The global shift toward renewable energy is not only continuing apace — it may be picking up speed.
Such is the upshot of a new report from the United Nations Environment Programme, finding that worldwide investment in renewables totaled $ 270.2 billion in 2014, which represented an almost 17 percent increase over the prior year. Key drivers of renewables growth in 2014, the report found, were major solar investments in Japan and China and huge offshore wind outlays in Europe.
Strikingly, nearly half of the total investment — $ 131.3 billion — was in developing countries. That includes investments of over $1 billion apiece in Kenya, South Africa and Turkey.
The report, which was written by the Frankfurt School-UNEP Collaborating Centre along with Bloomberg New Energy Finance, did not include large hydropower projects in arriving at its totals.
Solar and wind led the way in 2014, reaping $149.6 billion and $99.5 billion in investment, respectively. And while slightly more total money was invested in renewables in 2011 — 8.
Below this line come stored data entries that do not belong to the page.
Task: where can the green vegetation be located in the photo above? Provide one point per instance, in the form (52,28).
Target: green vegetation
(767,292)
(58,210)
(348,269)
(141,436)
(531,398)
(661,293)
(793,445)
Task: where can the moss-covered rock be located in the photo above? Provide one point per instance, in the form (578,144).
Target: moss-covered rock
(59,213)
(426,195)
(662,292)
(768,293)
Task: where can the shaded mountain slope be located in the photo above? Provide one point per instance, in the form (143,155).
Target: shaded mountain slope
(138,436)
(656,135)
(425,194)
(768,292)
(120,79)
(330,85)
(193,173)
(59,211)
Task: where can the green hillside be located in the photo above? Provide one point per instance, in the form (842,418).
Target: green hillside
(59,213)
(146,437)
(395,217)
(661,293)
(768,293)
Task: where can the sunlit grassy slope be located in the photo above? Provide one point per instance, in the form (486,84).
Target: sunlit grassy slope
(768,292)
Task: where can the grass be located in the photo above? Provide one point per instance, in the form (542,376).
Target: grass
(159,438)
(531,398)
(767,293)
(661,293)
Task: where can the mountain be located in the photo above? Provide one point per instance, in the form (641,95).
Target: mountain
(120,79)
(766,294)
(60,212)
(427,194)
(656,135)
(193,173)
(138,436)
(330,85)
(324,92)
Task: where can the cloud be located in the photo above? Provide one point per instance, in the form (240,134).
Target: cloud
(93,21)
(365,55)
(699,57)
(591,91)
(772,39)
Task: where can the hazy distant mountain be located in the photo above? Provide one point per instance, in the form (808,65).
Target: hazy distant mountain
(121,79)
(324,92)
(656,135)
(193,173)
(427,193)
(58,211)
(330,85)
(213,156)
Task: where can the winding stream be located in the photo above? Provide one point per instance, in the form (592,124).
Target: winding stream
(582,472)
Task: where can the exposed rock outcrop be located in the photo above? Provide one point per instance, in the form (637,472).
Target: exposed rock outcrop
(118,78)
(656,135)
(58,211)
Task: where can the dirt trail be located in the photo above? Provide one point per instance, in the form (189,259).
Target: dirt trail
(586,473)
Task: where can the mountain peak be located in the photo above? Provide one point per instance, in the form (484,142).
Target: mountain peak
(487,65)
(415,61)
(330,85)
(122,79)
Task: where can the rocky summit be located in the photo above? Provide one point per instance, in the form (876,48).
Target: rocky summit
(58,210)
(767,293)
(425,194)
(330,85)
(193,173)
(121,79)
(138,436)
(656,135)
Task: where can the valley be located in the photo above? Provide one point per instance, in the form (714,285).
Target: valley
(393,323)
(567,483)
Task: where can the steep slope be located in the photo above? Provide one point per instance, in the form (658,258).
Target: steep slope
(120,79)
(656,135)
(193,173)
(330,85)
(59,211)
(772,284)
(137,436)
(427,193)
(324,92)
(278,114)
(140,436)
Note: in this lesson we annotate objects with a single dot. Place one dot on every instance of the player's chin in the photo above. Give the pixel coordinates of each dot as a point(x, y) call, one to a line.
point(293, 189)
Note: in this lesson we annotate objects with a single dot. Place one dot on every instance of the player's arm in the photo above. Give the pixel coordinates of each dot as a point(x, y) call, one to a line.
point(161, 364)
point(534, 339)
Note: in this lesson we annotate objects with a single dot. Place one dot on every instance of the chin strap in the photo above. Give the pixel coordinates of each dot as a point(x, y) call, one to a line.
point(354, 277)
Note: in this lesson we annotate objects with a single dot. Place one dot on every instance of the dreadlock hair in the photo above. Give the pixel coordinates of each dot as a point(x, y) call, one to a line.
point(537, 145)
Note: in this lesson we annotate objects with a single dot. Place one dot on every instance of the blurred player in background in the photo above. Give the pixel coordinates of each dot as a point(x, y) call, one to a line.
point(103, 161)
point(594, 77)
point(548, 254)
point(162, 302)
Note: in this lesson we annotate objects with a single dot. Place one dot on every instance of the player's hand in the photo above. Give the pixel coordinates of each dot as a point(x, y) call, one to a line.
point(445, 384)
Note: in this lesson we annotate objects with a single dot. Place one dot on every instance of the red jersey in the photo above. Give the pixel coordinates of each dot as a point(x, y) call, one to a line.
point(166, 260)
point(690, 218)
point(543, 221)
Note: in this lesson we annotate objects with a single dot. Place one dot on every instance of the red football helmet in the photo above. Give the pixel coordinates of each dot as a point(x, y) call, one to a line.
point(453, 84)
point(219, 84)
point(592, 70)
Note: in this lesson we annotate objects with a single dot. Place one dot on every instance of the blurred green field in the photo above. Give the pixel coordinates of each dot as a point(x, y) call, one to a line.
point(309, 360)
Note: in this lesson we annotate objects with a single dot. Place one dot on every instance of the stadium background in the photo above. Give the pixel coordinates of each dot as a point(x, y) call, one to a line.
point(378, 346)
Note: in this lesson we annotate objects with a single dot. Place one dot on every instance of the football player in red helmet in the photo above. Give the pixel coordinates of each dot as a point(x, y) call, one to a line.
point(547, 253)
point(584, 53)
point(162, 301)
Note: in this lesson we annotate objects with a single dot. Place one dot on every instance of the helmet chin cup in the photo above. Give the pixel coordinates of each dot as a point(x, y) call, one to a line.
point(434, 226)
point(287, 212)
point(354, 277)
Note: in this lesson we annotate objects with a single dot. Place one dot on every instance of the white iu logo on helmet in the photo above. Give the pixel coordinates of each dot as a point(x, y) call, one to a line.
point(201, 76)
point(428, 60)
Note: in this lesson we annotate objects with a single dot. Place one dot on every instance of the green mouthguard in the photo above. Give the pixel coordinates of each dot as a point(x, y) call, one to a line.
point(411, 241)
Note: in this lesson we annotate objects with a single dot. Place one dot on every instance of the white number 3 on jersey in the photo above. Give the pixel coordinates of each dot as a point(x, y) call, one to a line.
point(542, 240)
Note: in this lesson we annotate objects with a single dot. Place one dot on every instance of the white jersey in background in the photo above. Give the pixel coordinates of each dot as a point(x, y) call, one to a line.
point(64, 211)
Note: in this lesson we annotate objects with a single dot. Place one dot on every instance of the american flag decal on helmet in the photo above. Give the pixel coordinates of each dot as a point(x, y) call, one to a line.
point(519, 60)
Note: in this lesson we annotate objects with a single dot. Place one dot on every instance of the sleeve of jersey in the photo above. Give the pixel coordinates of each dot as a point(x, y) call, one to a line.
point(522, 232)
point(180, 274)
8 billion — the report notes that this is principally because “capital costs in wind, and particularly in solar PV, fell sharply in the intervening three years, so each billion dollars committed added up to many more [megawatts] of capacity than it did in the earlier year.”
In other words, when it comes to renewables, the world is not only investing more and more — it’s getting more for its money.
One surprising finding from the report is just how much wind and solar are leaving all other renewables in the dust. The two forms of energy received 92 percent of global renewables investment in 2014, leaving other sectors like biofuels and geothermal far behind.
China continued its dominance in the renewable space, leading the world in total investment ($ 83.3 billion), followed by the United States ($38.3 billion) and Japan ($35.7 billion).
The overall increase in renewable investments is now large enough that it is having planetary implications. According to the report, renewable energy constituted 9.1 percent of total world energy generation in 2014, an increase from 8.5 percent in 2013. In a world in which the International Energy Agency says we can only emit about 1,000 more gigatons of carbon without likely crossing the dangerous 2 degrees Celsius warming threshold, the shift is highly significant. The new report finds that it probably amounts to about 1.3 gigatonnes less of carbon in the atmosphere (a gigatonne is a billion metric tons).
However, the report cautions, we shouldn’t get too optimistic about renewables overtaking fossil energy based on these numbers. “It is less reassuring to note,” it observes, “that at the current rate of progress (of yearly steps of roughly 0.6-0.7 percentage points), it will take until 2030 to reach 20% of global generation.”
Indeed, looking at trends in carbon dioxide in the atmosphere, there’s a rather anguishing finding buried in report. Namely, even as the world shifts more and more quickly toward renewables, it still may not be moving nearly fast enough.
The study notes that the International Energy Agency has outlined a “450 scenario” in which the world limits carbon dioxide concentrations in the atmosphere to 450 parts per million — and thus, has at least even odds of staying below 2 degrees Celsius of warming. But based on current trends, the UNEP report finds little chance that without further policy action, we’ll stay below 450.
“The chances of the world limiting the increase in average temperatures to less than two degrees Centigrade appear very slim,” the study finds.